Last month we asked you which holidays you worked on, or expected to work on, during 2007. About 10% of you reported that you expected to work on Christmas, and roughly 22% expected to work on New Year’s.
You were wrong.
We received about 1,300 responses to last Tuesday’s ATL / Lateral Link survey about whether you did, indeed, work over the holidays. Overall, a little over 36% of you worked at least one of those days. About a quarter of you worked on Christmas, and almost a third of you worked over New Year’s. Broken down by day, 22% of you worked on Christmas Eve, 10% on Christmas Day, 28% on New Year’s Eve, and 15% of you nursed your hangovers in the office on New Year’s Day.
Find out how it broke down by city, after the jump.
We would have expected associates in New York to spend much more time in the office over the holidays to justify their giant bonuses, but it turns out we underestimated the utter godlessness of California. Almost a third of respondents in Los Angeles — and nearly two fifths of associates in San Francisco — spent Christmas Eve performing pagan rituals like diligence and document production, and about half as many associates in each city kept sacrificing hours on Christmas Day. San Francisco and Atlanta kept the midnight oil burning on New Year’s Eve, and San Francisco and L.A. didn’t rest much on New Year’s Day, either.
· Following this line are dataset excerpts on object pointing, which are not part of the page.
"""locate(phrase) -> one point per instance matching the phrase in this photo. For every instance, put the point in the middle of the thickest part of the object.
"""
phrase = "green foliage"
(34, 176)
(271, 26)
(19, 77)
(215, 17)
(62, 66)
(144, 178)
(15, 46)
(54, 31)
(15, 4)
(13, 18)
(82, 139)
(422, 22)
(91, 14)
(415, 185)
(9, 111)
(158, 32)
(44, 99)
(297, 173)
Meanwhile, associates in New York were actually a bit more likely than their peers in other cities to take the holidays off.
Breakdown By Location: Did You Work On Christmas or New Year’s?
What drove all of this effort? Three percent of you
are complete tools wanted to impress somebody. About half of you are just tools responded “Nobody asked me, but I had stuff I needed to get done.” About a quarter said a partner asked you to. About a quarter also blamed client requests. About ten percent of you needed the hours. And, for a sorry, sorry fifth of you, the office was open, and you were simply unable to resist its lures.
Was it worth it? Half of you said yes, and the offer half said no, regardless of which holiday(s) you were blowing off or why you were doing it.
There was, however, one glaring exception to that fifty/fifty breakdown: of those of you who worked over the holidays because a partner scrooged you, roughly two thirds said the work wasn’t worth it.